Buğday Konya çiftçisinin hem geleneksel ürünü hem de vazgeçilmezi. Bir çiftçi şirketi olan Konya Şeker’in de buğdaya kucak açmaması zaten düşünülemezdi ve biz de buğdayı da Konya Şeker güvencesi altına aldık. Karapınar’da kurduğumuz tesis yıllık 38.400 ton buğday alacak ve işleyeceği buğdaydan üreteceği bulguru hem iç pazara hem dış pazarlara ulaştıracak. Bu başlangıç. Pazarımızı büyüttükçe alımımızı da büyütebileceğimiz bir tesis burası. Konya Şeker’in bu tesisi kurmasında üç tane temel amacı vardır. Birincisi, biz bir üretici şirketiyiz ve bizim üreticilerimizin en çok ürettiği ürünlerin başında buğday geliyor. Bu tesisle üretici ortaklarımızın buğdayı için, özellikle hasat döneminde bir teminat oluşturmak istedik. Yapacağımız yüksek tonajlı alımlarla fiyatların üretici lehine oluşması için elimiz bu yatırımla biraz daha güçlenecek. İkincisi, bulgur Türk mutfağının klasiği. Orta Asya’dan Anadolu’ya birlikte getirdiğimiz bir ürün. Nasıl İtalyan mutfağının başköşesinde makarna, Çin mutfağının başköşesinde pirinç varsa bizim mutfağımızın başköşesinde de bulgur var. Bulgur sadece mutfağımızda mı var? Çorbasından, dolmasına, et yemeklerinden, kebaplara, salatadan tatlıya kadar 50’nin üzerinde yemeğe tadını veren bulgur kültürümüzde de yer etmiş bir klasik. Atasözlerimizde tavsiyemizi bulgura atıfla vermişiz, Türkülerde sevgiyi, derdi bulgurla anlatmışız, manileri bulgurla süslemişiz. Anadolu’nun bağrında doğmuş, üretim karakterini Anadolu’nun kültür kodlarıyla şekillenmiş, kökü tarlada dalları raflarda olan, buğday üretiminde liderlik koltuğunda oturan Konya’da vücut bulmuş bir gıda şirketi olarak biz bulgur üretmezsek yaptığımız iş eksik olurdu. Üçüncüsü, ticari bir hedeftir ve Türkiye’nin elinde olan bir pazarda Türkiye’nin liderliğini hem pekiştirmeye hem de pazarı biraz daha büyütmemize katkı vermek içindir. 2015 yılı itibarıyla dünyada ticarete konu bulgur miktarı yani ihraç edilen bulgur miktarı 250 bin ton civarında bu ticarette Türkiye’nin payı yaklaşık %80. İkinci büyük ihracatçı ABD. O ABD son yıllarda verdiği teşvik ve desteklerle bu pazarda büyümeye çalışıyor.

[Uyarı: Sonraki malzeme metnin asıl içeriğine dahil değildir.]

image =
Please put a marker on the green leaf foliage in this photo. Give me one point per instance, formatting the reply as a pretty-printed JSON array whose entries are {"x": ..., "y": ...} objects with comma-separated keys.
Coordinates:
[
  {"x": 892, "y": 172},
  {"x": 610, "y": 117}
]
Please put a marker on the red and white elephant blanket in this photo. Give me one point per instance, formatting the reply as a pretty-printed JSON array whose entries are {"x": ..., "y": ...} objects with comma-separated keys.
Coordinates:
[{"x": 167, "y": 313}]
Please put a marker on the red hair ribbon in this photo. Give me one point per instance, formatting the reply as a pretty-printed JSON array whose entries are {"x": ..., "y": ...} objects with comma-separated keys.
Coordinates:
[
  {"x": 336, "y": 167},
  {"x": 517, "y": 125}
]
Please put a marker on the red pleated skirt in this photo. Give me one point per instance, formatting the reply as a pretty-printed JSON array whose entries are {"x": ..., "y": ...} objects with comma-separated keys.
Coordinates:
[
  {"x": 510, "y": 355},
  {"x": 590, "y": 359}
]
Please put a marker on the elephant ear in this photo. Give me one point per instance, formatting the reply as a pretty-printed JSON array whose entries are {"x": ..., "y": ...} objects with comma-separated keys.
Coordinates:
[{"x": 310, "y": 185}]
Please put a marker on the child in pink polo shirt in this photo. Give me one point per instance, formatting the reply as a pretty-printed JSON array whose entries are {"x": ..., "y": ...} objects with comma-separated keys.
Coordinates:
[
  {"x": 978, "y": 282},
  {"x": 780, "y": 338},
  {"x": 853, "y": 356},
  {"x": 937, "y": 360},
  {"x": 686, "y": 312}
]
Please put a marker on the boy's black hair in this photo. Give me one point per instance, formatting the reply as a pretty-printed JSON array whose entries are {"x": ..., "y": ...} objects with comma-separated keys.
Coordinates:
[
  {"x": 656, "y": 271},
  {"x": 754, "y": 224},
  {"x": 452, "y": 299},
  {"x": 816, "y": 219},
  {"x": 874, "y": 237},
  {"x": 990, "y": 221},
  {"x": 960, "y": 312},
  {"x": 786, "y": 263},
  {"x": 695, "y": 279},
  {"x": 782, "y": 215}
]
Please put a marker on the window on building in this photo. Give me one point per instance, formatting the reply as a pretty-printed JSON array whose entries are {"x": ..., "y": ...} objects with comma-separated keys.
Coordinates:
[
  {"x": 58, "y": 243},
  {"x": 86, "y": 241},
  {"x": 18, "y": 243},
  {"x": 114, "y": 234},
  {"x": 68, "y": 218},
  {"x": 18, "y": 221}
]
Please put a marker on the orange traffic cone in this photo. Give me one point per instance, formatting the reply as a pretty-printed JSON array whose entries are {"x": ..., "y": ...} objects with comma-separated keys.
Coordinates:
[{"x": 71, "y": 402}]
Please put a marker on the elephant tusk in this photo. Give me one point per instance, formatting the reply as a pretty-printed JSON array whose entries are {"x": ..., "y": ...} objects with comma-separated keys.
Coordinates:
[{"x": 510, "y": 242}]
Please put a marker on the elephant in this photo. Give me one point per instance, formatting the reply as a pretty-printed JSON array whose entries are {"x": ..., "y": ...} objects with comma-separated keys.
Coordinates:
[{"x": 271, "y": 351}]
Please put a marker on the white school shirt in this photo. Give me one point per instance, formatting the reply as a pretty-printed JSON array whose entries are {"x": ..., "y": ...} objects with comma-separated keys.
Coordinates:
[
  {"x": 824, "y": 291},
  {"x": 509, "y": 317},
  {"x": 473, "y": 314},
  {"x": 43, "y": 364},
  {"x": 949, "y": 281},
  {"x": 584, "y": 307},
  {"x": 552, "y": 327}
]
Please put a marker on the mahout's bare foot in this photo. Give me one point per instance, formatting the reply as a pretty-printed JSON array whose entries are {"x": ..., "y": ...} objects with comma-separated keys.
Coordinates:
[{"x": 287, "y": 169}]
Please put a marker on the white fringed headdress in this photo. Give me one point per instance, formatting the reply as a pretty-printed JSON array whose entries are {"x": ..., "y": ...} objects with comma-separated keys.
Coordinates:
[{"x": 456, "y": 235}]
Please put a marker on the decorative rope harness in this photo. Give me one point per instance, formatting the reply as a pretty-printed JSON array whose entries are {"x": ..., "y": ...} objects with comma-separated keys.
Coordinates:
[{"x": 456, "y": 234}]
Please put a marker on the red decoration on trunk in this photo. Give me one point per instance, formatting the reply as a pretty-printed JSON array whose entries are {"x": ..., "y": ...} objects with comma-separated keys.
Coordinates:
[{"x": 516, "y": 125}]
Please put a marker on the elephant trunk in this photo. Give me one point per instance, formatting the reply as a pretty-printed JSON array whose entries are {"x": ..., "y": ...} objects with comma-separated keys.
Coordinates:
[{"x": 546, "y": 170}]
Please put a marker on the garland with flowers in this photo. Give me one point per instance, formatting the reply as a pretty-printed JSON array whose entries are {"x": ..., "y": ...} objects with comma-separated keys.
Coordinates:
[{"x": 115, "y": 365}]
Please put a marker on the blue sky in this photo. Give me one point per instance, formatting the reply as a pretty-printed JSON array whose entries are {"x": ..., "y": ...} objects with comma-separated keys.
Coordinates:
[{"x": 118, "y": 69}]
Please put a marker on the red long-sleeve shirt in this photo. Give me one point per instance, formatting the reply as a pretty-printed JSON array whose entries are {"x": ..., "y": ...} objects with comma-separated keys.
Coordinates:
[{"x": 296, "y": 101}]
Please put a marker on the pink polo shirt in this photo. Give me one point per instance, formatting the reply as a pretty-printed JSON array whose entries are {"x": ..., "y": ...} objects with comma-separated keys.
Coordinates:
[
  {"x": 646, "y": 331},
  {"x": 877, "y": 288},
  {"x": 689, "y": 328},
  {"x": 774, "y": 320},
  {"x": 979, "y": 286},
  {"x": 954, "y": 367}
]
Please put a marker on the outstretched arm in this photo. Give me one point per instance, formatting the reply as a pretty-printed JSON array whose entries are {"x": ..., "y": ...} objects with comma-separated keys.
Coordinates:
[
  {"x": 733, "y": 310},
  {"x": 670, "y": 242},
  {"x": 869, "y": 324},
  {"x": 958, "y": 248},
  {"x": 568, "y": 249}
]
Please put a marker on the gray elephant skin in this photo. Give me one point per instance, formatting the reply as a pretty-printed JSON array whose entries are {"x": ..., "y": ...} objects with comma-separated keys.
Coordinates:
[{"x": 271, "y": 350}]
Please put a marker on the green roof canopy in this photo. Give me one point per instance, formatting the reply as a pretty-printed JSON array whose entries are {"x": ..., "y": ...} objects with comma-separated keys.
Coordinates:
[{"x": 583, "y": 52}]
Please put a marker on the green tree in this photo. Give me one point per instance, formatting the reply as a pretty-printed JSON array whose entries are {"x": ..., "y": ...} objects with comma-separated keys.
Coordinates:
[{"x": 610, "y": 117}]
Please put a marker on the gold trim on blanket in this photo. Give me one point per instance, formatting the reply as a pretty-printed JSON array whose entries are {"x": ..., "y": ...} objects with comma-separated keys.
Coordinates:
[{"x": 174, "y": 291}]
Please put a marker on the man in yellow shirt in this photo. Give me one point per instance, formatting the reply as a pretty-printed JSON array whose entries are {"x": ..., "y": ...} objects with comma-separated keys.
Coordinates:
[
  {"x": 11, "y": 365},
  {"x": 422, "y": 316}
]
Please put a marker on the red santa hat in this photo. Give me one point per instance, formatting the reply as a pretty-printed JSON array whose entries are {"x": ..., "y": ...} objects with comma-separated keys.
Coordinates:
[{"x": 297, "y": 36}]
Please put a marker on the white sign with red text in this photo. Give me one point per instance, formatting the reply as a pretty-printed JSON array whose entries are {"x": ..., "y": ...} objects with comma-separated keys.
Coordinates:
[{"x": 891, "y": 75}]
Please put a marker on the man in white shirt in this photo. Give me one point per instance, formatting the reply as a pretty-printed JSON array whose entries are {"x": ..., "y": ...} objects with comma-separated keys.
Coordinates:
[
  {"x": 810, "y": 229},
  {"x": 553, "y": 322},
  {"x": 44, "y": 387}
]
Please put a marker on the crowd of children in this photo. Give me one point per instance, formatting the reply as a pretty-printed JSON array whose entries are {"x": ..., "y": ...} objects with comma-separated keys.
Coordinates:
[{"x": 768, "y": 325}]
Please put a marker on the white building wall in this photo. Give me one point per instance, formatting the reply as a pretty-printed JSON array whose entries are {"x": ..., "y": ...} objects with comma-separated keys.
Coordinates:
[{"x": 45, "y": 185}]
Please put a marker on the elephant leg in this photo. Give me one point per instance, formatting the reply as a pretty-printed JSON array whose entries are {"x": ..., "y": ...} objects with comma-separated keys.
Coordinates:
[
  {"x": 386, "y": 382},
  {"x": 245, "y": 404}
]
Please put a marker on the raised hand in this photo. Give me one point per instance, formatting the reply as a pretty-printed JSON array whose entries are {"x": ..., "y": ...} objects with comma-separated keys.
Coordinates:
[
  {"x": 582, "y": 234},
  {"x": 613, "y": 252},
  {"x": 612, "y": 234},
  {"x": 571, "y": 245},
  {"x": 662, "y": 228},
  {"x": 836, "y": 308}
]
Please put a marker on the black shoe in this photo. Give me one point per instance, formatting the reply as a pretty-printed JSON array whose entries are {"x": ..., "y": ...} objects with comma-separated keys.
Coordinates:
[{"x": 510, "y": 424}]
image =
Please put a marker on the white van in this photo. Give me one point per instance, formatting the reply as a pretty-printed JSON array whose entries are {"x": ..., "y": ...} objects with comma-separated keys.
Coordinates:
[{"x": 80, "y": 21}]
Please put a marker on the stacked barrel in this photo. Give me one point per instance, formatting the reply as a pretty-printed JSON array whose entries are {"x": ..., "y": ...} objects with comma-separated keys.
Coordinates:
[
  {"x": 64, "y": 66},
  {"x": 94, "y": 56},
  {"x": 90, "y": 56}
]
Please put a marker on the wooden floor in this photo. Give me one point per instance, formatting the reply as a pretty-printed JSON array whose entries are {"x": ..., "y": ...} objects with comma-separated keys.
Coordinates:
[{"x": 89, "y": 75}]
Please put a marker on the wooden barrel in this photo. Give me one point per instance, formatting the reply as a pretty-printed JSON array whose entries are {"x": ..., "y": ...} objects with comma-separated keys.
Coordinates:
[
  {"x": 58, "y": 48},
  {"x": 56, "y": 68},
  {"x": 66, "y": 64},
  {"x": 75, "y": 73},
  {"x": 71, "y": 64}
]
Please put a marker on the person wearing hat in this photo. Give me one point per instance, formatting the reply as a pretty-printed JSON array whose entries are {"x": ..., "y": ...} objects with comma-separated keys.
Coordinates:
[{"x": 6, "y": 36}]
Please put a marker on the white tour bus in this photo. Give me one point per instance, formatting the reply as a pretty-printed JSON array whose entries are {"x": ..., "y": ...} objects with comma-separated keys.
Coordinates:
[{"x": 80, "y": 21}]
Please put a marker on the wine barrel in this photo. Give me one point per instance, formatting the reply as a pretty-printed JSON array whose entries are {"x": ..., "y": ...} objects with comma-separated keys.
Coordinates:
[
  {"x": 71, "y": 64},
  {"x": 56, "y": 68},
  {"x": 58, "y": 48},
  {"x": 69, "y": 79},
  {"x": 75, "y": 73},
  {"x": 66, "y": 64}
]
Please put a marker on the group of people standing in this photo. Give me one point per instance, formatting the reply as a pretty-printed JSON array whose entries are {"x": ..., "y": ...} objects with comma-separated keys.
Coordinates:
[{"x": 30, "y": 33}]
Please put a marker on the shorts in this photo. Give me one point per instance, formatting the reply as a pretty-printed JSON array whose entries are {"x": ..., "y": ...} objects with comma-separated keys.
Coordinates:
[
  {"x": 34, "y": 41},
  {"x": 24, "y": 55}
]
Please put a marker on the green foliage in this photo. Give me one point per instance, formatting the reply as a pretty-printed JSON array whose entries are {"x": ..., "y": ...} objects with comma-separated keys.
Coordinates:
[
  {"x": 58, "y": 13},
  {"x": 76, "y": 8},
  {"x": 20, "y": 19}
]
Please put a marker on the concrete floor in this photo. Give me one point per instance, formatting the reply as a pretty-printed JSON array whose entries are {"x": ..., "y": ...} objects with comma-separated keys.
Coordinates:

Dünyanın pek çok yerinde bulgur artık sağlıklı beslenme için temel gıdalar arasında sayılmaya ve tavsiye edilmeye başlandı. Yani büyümeye, büyütülmeye hazırlanılan bir pazar şekilleniyor. Dünyadaki pazarın büyümesini sonuna kadar destekliyoruz, ama o pazarda küçülmemek kaydıyla. Patenti bizde olan bir ürünün pazarında geri düşmemek için, büyüyecek pazardan pay kaptırmamak için hem markalı hem kaliteli üretmemiz gerekiyor ve bizim de bulgur üretimine başlamamızın bir nedeni de budur.”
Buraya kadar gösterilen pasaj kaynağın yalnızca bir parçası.